I try to generate meta-features, so I follow tutorials and write the following:
clf = tree.DecisionTreeClassifier()
clf.fit(X, y)
But it raises ValueError.
File "/usr/local/lib/python2.7/dist-packages/sklearn/tree/tree.py", line 739, in fit
X_idx_sorted=X_idx_sorted)
File "/usr/local/lib/python2.7/dist-packages/sklearn/tree/tree.py", line 146, in fit
check_classification_targets(y)
File "/usr/local/lib/python2.7/dist-packages/sklearn/utils/multiclass.py", line 172, in check_classification_targets
raise ValueError("Unknown label type: %r" % y_type)

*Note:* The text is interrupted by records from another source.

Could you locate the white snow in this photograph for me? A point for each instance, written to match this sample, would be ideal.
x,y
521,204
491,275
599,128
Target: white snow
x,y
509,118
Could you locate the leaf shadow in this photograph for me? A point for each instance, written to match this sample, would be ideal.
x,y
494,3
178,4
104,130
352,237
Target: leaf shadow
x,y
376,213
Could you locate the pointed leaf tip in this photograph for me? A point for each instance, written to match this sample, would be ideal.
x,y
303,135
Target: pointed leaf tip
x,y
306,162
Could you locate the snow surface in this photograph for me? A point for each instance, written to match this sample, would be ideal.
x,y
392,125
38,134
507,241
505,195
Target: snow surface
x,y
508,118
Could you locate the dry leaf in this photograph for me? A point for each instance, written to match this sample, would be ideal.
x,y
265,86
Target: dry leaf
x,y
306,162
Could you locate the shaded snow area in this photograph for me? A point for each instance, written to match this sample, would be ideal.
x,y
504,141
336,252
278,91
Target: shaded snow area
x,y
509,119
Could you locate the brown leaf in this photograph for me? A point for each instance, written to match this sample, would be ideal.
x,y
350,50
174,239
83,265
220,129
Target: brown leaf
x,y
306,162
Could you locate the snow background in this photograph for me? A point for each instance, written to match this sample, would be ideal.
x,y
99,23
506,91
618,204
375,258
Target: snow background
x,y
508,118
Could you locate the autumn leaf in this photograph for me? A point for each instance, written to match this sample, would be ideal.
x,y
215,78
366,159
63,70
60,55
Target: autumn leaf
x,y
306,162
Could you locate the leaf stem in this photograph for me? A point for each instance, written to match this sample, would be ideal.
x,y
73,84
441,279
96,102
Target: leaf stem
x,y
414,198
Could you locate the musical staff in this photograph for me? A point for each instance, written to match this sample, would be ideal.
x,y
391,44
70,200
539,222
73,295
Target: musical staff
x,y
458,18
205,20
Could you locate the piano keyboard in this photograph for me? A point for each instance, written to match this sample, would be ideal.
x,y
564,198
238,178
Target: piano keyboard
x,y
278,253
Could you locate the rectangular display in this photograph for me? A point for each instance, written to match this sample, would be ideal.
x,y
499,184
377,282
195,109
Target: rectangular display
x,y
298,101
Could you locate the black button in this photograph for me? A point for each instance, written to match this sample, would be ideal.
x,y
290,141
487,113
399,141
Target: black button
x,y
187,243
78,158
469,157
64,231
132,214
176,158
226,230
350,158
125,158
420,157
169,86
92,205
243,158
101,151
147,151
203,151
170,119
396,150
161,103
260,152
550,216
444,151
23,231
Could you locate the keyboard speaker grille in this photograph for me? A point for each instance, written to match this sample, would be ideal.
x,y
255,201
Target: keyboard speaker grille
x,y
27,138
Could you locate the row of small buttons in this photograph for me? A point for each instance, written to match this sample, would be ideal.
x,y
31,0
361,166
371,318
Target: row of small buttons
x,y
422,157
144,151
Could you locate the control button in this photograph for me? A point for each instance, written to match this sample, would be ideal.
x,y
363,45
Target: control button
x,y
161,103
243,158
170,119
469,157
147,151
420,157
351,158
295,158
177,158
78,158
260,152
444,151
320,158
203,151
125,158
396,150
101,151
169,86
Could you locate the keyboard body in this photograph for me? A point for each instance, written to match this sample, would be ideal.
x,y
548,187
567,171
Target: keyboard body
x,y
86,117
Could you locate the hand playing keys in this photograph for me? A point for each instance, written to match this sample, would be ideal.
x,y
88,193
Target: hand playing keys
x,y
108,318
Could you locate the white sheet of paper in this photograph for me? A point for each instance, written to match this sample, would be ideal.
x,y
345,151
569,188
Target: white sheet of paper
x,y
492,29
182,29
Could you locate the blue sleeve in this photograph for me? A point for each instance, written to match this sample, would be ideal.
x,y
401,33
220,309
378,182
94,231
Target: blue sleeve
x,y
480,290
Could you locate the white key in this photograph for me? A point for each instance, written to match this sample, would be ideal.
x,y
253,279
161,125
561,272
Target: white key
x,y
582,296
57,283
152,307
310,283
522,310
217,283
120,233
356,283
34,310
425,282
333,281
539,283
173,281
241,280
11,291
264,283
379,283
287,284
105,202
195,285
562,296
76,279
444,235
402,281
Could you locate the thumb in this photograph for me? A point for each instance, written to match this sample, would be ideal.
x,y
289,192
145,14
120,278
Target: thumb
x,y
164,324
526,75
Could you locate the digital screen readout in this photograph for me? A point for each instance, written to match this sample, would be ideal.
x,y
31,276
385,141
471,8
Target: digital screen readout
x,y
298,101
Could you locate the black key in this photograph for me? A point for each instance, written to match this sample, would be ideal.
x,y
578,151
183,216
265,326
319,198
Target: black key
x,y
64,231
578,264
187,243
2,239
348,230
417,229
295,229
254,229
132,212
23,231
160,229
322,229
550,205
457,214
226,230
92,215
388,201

ValueError: Unknown label type: 'unknown'
Why it raises?
The dataset consists of floats and integers, class labels are integers. describe() returns this:
x1 x2 x3 x4 x5 x6 x7 x8
count 3500.00 3500.00 3500.00 3500.00 3500.0 3500.00 3500.00 3500.00
unique 501.00 516.00 572.00 650.00 724.0 779.00 828.00 757.00
top 0.12 0.79 0.82 0.83 1.9 1.68 1.67 2.03
freq 23.00 25.00 22.00 18.00 16.0 15.00 13.00 14.00
x9 x10 ... x32 x33 x34 x35 x36
count 3500.00 3500.00 ... 3500.00 3500.00 3500.00 3500.00 3500.00
unique 730.00 676.00 ... 496.00 504.00 503.00 505.00 486.00
top 3.27 3.47 ... 0.01 0.58 -0.27 -0.02 0.26
freq 15.00 16.00 ... 23.00 24.00 26.00 23.00 24.00
x37 x38 x39 x40 class
count 3500.00 3500.00 3500.00 3500.00 3500
unique 488.00 490.00 492.00 506.00 3
top -0.03 -0.07 0.05 -0.19 1
freq 23.00 25.00 22.00 24.00 1185
Dataset looks like this:
x33 x34 x35 x36 x37 x38 x39 x40 class
0 -0.7 0.51 0.34 -0.13 -0.87 0.56 -0.53 0.29 2
1 1.12 0.6 0.28 2.17 0.18 -0.09 -1.33 1 1
2 -0.3 -0.07 -0.99 -0.75 1.11 1.35 -1.63 0.1 0
3 -0.29 -1.62 0.19 -1.04 0.43 -1.82 -1.14 -0.23 1
4 -0.78 -0.12 -0.35 0.44 0.31 -0.45 -0.23 0.27 0
5 0.28 0.61 -0.4 -1.96 1.26 -0.72 2.01 0.95 2
6 0.07 1.91 -0.15 -0.27 1.9 1.14 -0.05 0.04 0
7 1.52 -1.52 -0.16 -0.41 -0.48 -0.37 0.8 1.3 2
8 -0.52 -1.41 -3.49 1.74 -0.37 -0.25 -0.63 0.2 2
9 0.78 0.09 -0.7 1.12 -0.32 -0.43 -0.34 -1.04 2
10 0.25 0.29 -0.73 -0.02 2.14 1.49 0.02 -2.16 2
11 -1.72 -0.09 0.43 -0.33 -1.66 -0.73 1.45 2.11 2
12 -0.01 -2.63 -1.91 0.59 0.8 0.35 1.58 -0.98 2
Its shape is [3500 rows x 41 columns].